Two fishes in one from Former Worlds on Vimeo.

Chi non si è mai chiesto:”Ma come si fa a trovare un fossile?” e soprattutto quante volte me lo hanno chiesto in giro per mostre e musei…
“Ma come fate a sapere che sono lì? Esistono strumenti per determinarne la presenza?”.

Sono anni ormai che mi occupo di scavi paleontologici e, pur avendo un’esperienza ancora limitata, qualche fossile l’ho estratto anche io in situazioni molto diverse tra loro e vedrò di parlarne un attimo…
Mi riferirò ai fossili relativamente grandi, per quelli microscopici ci penseremo più in là!
Prima di tutto, che cosa si intende per ‘fossili’? Questi sono i resti degli organismi vissuti nel passato, purchè siano riconoscibili come tali. Sono comprese tra i fossili anche le tracce di attività biologica, ma per questo vi rimando a questo mio articolo dedicato…‘I fossili. Cosa sono e come si conservano.’.

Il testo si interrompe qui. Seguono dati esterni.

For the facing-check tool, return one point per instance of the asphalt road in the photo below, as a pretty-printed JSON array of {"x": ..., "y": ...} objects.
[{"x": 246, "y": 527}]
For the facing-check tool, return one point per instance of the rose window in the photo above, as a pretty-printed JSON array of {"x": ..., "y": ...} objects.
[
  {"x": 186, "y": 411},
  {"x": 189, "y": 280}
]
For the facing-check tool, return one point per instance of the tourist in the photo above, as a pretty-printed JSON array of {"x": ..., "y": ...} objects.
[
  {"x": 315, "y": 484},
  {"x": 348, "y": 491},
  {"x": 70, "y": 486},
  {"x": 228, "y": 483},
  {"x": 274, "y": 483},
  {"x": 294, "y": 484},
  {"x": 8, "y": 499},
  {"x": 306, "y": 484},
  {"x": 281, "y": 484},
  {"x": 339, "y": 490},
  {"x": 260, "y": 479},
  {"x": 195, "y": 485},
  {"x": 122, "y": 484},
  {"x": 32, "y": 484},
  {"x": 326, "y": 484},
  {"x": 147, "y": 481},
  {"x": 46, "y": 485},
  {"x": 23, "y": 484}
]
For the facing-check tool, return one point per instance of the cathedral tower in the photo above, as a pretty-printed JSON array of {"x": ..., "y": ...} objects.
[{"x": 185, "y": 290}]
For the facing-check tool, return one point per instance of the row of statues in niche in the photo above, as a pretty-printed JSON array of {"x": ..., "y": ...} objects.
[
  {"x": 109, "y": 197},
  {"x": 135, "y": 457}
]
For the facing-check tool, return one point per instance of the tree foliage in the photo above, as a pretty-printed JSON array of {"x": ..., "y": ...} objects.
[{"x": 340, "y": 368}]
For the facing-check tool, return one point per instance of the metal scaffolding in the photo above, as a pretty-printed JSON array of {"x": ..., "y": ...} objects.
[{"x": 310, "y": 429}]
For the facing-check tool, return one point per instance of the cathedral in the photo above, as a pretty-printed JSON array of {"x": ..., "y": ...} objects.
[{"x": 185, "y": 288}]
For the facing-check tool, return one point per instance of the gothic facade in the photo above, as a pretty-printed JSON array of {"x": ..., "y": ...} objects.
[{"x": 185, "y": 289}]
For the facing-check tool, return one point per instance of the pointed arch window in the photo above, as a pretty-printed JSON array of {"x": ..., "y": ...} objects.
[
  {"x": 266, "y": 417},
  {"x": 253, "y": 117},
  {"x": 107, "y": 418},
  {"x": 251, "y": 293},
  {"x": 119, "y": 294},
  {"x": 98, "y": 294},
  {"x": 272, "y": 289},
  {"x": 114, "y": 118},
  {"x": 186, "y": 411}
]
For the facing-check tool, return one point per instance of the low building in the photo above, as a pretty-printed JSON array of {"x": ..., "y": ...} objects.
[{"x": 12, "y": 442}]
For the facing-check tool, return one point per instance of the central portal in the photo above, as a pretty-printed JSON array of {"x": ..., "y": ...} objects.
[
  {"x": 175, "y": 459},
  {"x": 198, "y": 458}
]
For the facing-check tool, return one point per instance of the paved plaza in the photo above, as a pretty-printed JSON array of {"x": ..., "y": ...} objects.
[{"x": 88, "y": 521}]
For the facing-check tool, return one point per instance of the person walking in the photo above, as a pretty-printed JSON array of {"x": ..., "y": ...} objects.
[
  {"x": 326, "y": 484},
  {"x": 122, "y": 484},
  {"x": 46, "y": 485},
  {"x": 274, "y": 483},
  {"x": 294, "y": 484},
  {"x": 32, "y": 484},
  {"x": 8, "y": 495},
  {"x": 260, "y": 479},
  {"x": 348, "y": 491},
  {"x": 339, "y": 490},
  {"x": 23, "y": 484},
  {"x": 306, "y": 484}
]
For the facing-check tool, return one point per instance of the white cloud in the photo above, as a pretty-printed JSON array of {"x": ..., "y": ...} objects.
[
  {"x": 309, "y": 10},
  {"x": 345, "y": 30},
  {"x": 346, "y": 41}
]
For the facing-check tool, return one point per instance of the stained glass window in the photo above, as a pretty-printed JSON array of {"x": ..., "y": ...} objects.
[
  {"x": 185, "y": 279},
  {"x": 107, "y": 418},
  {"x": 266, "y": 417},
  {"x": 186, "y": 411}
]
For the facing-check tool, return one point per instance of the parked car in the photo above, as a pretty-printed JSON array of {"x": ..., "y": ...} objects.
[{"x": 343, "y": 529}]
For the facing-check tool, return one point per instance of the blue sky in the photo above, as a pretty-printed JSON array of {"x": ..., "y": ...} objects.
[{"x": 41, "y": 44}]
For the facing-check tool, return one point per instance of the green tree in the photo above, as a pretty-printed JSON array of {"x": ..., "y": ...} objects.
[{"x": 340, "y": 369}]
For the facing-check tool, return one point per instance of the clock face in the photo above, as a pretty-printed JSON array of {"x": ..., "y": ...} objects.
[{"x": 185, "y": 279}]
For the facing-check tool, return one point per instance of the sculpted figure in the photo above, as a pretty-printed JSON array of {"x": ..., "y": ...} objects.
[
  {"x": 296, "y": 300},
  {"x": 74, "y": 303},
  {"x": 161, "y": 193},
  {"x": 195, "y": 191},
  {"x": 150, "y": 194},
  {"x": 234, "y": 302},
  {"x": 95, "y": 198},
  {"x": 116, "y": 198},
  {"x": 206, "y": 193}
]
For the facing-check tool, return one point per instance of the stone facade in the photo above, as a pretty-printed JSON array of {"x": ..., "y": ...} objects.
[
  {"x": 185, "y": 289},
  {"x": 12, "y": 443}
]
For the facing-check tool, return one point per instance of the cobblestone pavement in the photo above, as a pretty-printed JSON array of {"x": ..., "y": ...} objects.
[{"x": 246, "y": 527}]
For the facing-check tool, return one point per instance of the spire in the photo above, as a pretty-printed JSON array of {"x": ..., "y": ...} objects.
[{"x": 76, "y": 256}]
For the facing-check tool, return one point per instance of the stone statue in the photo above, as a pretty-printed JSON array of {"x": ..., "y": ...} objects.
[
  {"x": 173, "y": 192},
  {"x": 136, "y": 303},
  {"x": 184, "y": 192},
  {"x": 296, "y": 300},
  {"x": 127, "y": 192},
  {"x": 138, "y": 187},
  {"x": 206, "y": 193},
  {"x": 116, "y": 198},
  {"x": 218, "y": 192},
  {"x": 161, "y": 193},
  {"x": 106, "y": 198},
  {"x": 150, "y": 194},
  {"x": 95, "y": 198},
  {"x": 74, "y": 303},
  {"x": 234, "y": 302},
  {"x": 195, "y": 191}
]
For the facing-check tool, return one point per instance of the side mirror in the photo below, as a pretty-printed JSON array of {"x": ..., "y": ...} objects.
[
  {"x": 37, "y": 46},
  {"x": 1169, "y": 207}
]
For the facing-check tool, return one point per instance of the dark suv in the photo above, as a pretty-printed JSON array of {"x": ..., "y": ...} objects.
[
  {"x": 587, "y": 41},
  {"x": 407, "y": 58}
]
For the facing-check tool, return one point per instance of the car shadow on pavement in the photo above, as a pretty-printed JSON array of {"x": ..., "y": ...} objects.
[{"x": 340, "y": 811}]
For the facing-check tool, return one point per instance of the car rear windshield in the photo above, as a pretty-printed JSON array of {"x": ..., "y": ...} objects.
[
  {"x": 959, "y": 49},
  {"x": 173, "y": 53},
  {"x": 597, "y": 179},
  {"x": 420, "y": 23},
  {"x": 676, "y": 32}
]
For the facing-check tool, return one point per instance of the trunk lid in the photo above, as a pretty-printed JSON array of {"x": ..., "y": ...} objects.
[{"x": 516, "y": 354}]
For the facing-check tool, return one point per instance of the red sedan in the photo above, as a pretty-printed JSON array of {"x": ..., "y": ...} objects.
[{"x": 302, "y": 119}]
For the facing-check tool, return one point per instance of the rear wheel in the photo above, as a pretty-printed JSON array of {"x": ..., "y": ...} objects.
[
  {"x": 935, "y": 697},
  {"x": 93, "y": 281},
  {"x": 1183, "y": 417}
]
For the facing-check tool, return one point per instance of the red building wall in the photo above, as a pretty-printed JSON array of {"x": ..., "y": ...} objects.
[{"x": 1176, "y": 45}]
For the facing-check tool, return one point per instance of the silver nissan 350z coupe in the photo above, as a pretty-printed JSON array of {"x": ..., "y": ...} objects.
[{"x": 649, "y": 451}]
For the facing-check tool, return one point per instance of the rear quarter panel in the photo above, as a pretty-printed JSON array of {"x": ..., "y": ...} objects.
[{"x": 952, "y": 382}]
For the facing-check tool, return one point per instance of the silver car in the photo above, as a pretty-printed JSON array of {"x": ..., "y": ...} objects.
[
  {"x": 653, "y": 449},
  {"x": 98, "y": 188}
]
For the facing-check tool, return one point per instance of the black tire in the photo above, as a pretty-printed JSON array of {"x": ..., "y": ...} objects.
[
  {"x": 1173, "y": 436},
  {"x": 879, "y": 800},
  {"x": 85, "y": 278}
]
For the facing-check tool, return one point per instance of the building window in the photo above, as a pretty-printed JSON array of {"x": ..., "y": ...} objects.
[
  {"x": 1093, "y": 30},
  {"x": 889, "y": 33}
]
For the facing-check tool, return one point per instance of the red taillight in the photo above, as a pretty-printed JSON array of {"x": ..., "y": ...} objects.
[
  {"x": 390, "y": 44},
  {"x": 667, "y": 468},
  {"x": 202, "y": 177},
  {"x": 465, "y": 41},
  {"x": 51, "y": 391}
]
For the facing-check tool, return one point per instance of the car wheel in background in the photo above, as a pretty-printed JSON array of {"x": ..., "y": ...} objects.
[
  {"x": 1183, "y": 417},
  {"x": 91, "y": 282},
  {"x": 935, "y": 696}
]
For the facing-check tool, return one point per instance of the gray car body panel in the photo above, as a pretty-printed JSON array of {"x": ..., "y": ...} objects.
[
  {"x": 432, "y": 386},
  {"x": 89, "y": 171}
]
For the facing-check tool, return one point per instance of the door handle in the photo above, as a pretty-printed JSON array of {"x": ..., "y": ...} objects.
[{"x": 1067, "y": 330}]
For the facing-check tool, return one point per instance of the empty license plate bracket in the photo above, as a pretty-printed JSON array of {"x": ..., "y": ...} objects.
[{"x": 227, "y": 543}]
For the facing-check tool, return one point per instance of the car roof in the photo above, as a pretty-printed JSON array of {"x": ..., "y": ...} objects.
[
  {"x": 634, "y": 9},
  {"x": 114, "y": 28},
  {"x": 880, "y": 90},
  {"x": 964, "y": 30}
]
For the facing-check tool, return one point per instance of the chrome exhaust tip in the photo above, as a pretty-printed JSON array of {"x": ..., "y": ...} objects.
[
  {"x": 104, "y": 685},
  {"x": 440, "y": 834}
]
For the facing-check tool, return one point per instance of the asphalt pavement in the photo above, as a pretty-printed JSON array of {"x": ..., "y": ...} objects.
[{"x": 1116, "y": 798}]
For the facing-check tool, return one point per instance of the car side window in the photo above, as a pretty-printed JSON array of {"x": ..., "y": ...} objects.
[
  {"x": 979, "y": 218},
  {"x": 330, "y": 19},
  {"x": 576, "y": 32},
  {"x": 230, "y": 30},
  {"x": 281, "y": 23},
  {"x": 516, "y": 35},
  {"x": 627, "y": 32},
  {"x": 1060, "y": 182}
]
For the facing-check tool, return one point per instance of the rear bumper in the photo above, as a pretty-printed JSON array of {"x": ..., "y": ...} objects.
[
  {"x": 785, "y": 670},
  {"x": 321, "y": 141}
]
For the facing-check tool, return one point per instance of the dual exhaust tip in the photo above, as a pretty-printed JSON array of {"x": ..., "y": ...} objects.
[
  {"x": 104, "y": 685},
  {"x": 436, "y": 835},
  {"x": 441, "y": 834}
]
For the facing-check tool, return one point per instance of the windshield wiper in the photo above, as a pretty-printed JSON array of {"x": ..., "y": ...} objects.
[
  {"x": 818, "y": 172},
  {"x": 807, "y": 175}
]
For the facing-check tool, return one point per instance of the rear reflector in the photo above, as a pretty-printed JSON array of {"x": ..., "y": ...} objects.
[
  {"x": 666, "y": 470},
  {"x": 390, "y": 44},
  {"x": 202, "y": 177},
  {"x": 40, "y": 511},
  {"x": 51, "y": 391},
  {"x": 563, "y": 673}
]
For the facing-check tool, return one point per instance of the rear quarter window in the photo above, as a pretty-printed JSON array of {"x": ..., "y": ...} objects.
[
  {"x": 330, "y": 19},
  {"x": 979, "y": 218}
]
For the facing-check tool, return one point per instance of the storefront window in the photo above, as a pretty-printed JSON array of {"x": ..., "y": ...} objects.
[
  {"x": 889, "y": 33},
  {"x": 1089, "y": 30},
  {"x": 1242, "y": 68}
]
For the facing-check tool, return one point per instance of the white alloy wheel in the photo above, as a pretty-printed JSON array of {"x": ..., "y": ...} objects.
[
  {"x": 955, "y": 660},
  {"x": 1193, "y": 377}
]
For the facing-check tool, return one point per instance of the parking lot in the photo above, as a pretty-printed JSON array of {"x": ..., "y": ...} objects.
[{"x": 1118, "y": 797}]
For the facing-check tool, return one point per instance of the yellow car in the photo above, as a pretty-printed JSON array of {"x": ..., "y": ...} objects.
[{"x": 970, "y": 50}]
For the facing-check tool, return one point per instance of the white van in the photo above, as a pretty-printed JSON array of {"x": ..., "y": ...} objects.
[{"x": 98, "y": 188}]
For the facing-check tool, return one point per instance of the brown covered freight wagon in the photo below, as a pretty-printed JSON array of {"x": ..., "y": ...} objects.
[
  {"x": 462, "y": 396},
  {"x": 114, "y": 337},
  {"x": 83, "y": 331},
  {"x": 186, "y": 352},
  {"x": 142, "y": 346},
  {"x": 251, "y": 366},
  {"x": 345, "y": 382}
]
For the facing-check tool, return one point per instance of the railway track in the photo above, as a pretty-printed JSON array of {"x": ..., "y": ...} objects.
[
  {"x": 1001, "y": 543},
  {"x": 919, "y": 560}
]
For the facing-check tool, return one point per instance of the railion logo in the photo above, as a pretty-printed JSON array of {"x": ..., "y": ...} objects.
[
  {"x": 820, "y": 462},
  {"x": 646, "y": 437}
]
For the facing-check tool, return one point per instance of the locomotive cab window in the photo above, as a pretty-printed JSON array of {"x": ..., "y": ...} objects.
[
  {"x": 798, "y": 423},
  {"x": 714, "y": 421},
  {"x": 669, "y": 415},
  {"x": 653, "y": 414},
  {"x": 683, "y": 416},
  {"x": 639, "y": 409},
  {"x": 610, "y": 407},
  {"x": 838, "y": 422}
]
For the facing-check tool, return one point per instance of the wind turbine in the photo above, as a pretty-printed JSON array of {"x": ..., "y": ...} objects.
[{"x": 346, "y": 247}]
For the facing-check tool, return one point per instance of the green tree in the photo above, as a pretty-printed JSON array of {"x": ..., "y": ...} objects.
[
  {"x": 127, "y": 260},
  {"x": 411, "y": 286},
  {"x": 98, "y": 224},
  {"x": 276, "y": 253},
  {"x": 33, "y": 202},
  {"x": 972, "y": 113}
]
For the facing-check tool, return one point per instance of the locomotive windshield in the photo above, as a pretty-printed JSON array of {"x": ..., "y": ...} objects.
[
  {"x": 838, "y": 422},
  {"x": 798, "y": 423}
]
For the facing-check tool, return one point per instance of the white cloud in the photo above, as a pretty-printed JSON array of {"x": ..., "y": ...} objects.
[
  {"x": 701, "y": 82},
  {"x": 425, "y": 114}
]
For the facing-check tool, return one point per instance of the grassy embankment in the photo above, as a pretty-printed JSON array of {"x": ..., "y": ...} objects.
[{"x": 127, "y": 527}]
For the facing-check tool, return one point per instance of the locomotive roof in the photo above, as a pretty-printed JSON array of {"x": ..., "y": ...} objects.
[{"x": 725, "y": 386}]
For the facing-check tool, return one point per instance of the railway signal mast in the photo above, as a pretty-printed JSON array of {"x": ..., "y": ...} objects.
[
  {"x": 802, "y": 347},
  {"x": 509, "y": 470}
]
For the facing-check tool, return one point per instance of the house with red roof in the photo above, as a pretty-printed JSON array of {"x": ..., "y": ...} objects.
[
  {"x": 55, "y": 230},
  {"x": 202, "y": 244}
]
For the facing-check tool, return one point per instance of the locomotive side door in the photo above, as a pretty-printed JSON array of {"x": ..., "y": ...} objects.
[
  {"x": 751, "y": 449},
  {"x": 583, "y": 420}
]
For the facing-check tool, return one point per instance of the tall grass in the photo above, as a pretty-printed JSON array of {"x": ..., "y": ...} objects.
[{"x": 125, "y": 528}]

Per trovare un fossile, bisogna innanzi tutto sapere dove cecare. I luoghi ideali sono quelli dove era possibile la fossilizzazione, cioè dove poteva avvenire il seppellimento e la conservazione del resto.
Allora bisogna cercare nelle rocce sedimentarie, oppure in sedimenti antichi non ancora litificati (cioè non ancora trasformati in roccia). Anche in questo caso però devo precisare che questi sedimenti, o queste rocce devono essersi accumulati e formati di solito in ambienti a bassa energia in cui l’organismo sia stato danneggiato il meno possibile durante il seppellimento, ovvero non sotto ad una grande frana oppure nel letto di un fiume (anche se in alcuni casi si possono trovare fossili anche lì!)… L’ideale è sempre un bacino di acqua piuttosto profondo (qualche centinaio di metri)e relativamente isolato, in cui si depositano strati di sedimenti molto regolari e laminari… Questi, una volta trasformati in roccia, si apriranno in modo relativamente facile.
E’ in questo tipo di rocce che si va a cercare solitamente, ma le casistiche sono davvero varie ed innumerevoli…
Può venire l’idea che i paleontologi o i loro collaboratori vadano a cercare i fossili col sottomarino, sott’acqua, ma questo non è possibile e non avviene praticamente mai.
Si cerca nei depositi o nelle rocce antiche che affiorano e che non sono più immerse. Ma come è possibile?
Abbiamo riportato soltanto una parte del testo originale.